CZEGO UCZY NAS OLIMPIADA…

To oczywiste – żeby wygrać olimpijskie potyczki, trzeba się ciężko napracować. Potrzebny jest wielomiesięczny profesjonalny trening, systematyczność, pokonywanie bólu, zniechęcenia, wsparcie trenerów, fizjoterapeutów, dietetyków, lekarzy, psychologów, a także bliskich osób.

Zapewne to wszystko nie zagwarantuje jednak sukcesu. Sama znakomita wydolność wytrenowanego ciała nawet w połączeniu z wysokim ilorazem inteligencji nie gwarantują wcale mistrzostwa.

Zaraz po zwycięskim wyścigu po złoty medal nasza wioślarka Magdalena Fularczyk-Kozłowska w dużych emocjach, śmiejąc się i płacząc jednocześnie, powiedziała coś takiego – Nie jesteśmy duże, nie jesteśmy silne, ale mamy wielkie serca do walki… Jej partnerka Natalia Madej stwierdziła, że obie wiedziały, że to złoto jest dla nich.

I myślę, że to jest właśnie istota skutecznego działania. Zdobycie złotego medalu jest nie tylko pochodną znakomitych parametrów ciała, które są wynikiem systematycznych, profesjonalnych treningów. Złoty medal zdobywają ci, którzy uwierzą, że jest on dla nich.

Postawa – mogę, chcę, pragnę, zdobędę, osiągnę, to jest dla mnie!  Determinacja i odwaga!

Nie wystarczy marzyć. Nie wystarczy ciężko pracować. Trzeba walczyć i w końcu uwierzyć, a nawet nabrać pewności – to jest dla mnie, to jest moja droga, to się nie może nie udać.

Nie dotyczy to jedynie sportu.

Niech w nadchodzącym roku szkolnym taka postawa stanie się naszą normą.
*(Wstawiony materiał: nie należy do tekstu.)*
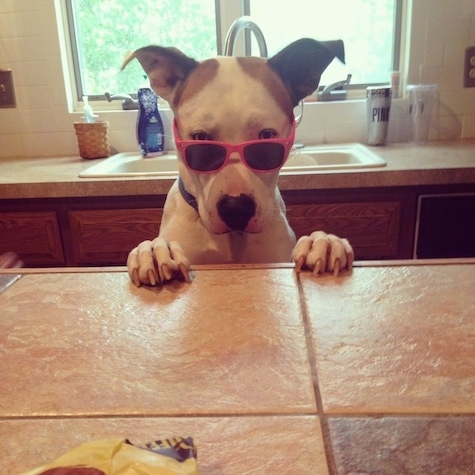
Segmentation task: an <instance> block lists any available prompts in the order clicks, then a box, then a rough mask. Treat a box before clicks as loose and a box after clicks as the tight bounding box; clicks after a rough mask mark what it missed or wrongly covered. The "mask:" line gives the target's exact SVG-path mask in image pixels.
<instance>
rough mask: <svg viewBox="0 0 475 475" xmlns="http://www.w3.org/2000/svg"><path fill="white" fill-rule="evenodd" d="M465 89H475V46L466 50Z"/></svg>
mask: <svg viewBox="0 0 475 475" xmlns="http://www.w3.org/2000/svg"><path fill="white" fill-rule="evenodd" d="M463 87H475V46H469V47H468V48H466V49H465V62H464V71H463Z"/></svg>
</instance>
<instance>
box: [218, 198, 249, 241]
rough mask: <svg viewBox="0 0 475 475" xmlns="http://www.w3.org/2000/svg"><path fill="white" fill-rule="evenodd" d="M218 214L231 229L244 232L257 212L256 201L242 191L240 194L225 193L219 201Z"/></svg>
mask: <svg viewBox="0 0 475 475" xmlns="http://www.w3.org/2000/svg"><path fill="white" fill-rule="evenodd" d="M217 207H218V214H219V217H220V218H221V219H222V220H223V221H224V223H225V224H226V226H228V228H229V229H230V230H231V231H240V232H243V231H244V230H245V229H246V226H247V224H248V223H249V220H250V219H251V218H252V217H253V216H254V214H255V213H256V202H255V201H254V199H253V198H252V197H251V196H249V195H245V194H243V193H241V194H240V195H239V196H229V195H225V196H223V197H222V198H221V199H220V200H219V201H218V205H217Z"/></svg>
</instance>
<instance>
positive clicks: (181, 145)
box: [173, 120, 296, 173]
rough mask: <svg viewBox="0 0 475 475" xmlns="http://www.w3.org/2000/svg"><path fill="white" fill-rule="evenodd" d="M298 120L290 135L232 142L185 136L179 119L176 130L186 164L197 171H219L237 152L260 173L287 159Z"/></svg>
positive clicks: (174, 126)
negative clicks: (244, 141)
mask: <svg viewBox="0 0 475 475" xmlns="http://www.w3.org/2000/svg"><path fill="white" fill-rule="evenodd" d="M295 127H296V125H295V122H294V123H293V124H292V131H291V132H290V135H289V136H288V137H286V138H282V139H261V140H251V141H249V142H243V143H240V144H230V143H226V142H218V141H215V140H182V139H181V138H180V133H179V131H178V124H177V122H176V120H174V121H173V134H174V136H175V143H176V147H177V149H178V150H179V151H181V152H182V155H183V158H184V160H185V164H186V166H187V167H188V168H189V169H190V170H193V171H194V172H196V173H216V172H218V171H219V170H221V169H222V168H224V167H225V166H226V164H227V163H228V162H229V158H230V156H231V154H232V153H233V152H238V153H239V155H240V156H241V157H242V159H243V162H244V163H245V164H246V166H247V167H248V168H250V169H251V170H253V171H255V172H258V173H266V172H272V171H275V170H278V169H279V168H281V167H282V165H283V164H284V163H285V160H286V158H287V156H288V155H289V153H290V149H291V148H292V145H293V143H294V138H295Z"/></svg>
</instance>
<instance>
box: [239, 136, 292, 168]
mask: <svg viewBox="0 0 475 475" xmlns="http://www.w3.org/2000/svg"><path fill="white" fill-rule="evenodd" d="M244 157H245V159H246V162H247V164H248V165H249V166H250V167H251V168H254V170H262V171H264V170H275V169H276V168H279V167H280V166H282V164H283V163H284V160H285V148H284V146H283V145H282V144H280V143H254V144H251V145H247V146H246V147H245V149H244Z"/></svg>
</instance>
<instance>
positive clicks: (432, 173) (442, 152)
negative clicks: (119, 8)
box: [0, 139, 475, 198]
mask: <svg viewBox="0 0 475 475" xmlns="http://www.w3.org/2000/svg"><path fill="white" fill-rule="evenodd" d="M372 150H373V151H374V152H375V153H377V154H379V155H380V156H381V157H382V158H384V159H385V160H386V162H387V166H385V167H381V168H373V169H365V170H359V171H358V170H347V171H342V172H338V173H336V172H334V171H326V172H320V173H318V174H313V175H285V176H281V177H280V180H279V184H280V188H281V189H282V190H305V189H335V188H364V187H381V186H383V187H384V186H406V185H408V186H409V185H428V184H429V185H433V184H452V183H475V139H467V140H457V141H438V142H429V143H427V144H426V145H424V146H415V145H412V144H407V143H401V144H393V145H389V146H386V147H372ZM95 163H97V160H83V159H81V158H80V157H54V158H11V159H8V158H2V159H0V198H53V197H59V198H61V197H81V196H121V195H124V194H125V195H163V194H166V193H167V192H168V190H169V188H170V186H171V184H172V183H173V181H174V179H173V178H161V179H159V178H156V177H135V178H126V179H124V178H105V179H103V178H79V177H78V175H79V173H80V172H81V171H82V170H84V169H86V168H88V167H90V166H92V165H94V164H95Z"/></svg>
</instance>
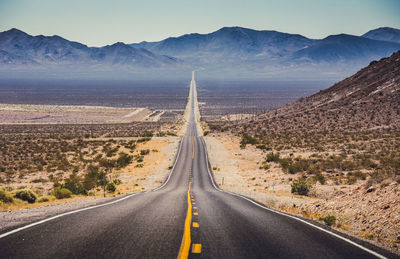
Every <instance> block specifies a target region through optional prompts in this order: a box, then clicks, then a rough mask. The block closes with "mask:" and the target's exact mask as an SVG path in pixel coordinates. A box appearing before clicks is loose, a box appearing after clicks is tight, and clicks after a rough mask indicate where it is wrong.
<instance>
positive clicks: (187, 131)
mask: <svg viewBox="0 0 400 259" xmlns="http://www.w3.org/2000/svg"><path fill="white" fill-rule="evenodd" d="M195 91H196V82H195V80H194V73H193V76H192V81H191V84H190V94H189V102H190V103H189V105H188V107H189V109H190V111H189V113H188V114H189V119H188V126H187V131H186V136H184V137H183V138H182V140H181V143H180V148H179V151H178V154H177V158H176V161H175V164H174V167H173V169H172V170H171V174H170V176H169V178H168V179H167V180H166V182H165V183H164V185H162V186H161V187H160V188H157V189H156V190H153V191H150V192H145V193H139V194H136V195H131V196H127V197H124V198H123V199H120V200H118V199H116V200H114V201H113V202H112V203H107V204H104V205H101V206H96V207H94V208H89V209H86V210H82V211H74V212H72V213H71V214H68V215H61V216H60V217H55V218H51V219H48V220H47V221H42V222H37V223H35V224H32V225H28V226H25V227H23V228H20V229H17V230H15V231H14V232H7V233H2V234H0V257H1V258H12V257H14V258H87V257H89V258H92V257H93V258H176V257H179V258H187V257H204V258H375V257H380V258H384V256H383V255H382V254H384V255H386V256H389V257H394V255H391V254H389V253H387V252H385V251H382V250H379V249H378V250H379V253H377V252H374V251H376V250H377V248H374V247H371V246H368V247H369V248H366V247H365V246H361V245H359V244H357V243H354V242H353V241H351V240H349V239H347V238H344V237H342V236H340V235H337V234H335V233H332V232H330V231H328V230H325V229H324V228H321V227H318V226H315V225H313V224H310V223H308V222H307V221H304V220H302V219H298V218H296V217H293V216H288V215H285V214H283V213H279V212H275V211H272V210H270V209H268V208H265V207H263V206H261V205H259V204H257V203H255V202H254V201H252V200H249V199H248V198H246V197H241V196H239V195H236V194H231V193H227V192H224V191H222V190H220V189H218V187H217V186H216V185H215V183H214V182H213V179H212V172H211V171H210V169H209V164H208V158H207V151H206V148H205V143H204V140H203V138H202V137H201V136H199V134H198V129H197V124H198V120H199V118H197V116H196V114H195V112H194V111H195V110H196V109H198V107H195V104H197V100H195V99H196V94H195Z"/></svg>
Mamy dobre wzorce. Nauczycieli – mistrzów, którzy odciskają trwałe piętno na osobowościach uczniów. Ich „złotym medalem” są sytuacje, gdy uczeń bał się matematyki, a teraz opowiada o ciekawych zadaniach na maturze, gdy nie umiał ubrać myśli w słowa, a teraz samodzielnie napisał dobry esej, gdy zżerała go trema podczas prezentacji, a teraz z radością publicznie prezentuje wyniki samodzielnych badań. Żeby osiągnąć taki efekt, nie wystarczy systematycznie ciężko pracować, przygotowując konspekty lekcji i sprawdzając uczniowskie zadania. Trzeba jeszcze wyzwolić pozytywne emocje – swoje i ucznia, mieć wewnętrzne przekonanie – dziś ma jeszcze trudność, ale jutro „załapie”, to się musi udać. To przeświadczenie, że mam moc wspólnego z uczniem przełamywania wewnętrznych jego i swoich barier! Ta radosna energia zwycięzcy –  pazur walki o sukces ucznia! To jest mistrzowski rys zawodu nauczyciela!

Mamy też dobre uczniowskie wzorce. Młode osoby, które – tak jak w tym roku Julia – dostały się na wszystkie wybrane uczelnie z Oxfordem włącznie. Które, nawet gdy było im ciężko, nie poddawały się, otwarcie szukały pomocy w nauczycielach, rodzicach, psychologu, kolegach. Ta otwartość komunikacji, aktywność, dialog z innymi ludźmi, współpraca są warunkiem koniecznym, by prezentować waleczną postawę zwycięzcy i osiągnąć sukces.

Oxford, Stanford, czy też MISH na UW naprawdę są dla ludzi. Trzeba tylko wykorzystać w pełni czas szkoły, rozpoznać swoje pragnienia naukowo-zawodowe i uwierzyć, że cel jest osiągalny.

Tego życzę naszym uczniom i nauczycielom w nowym roku szkolnym. A tymczasem – wielu emocji podczas oglądania olimpijskich zmagań!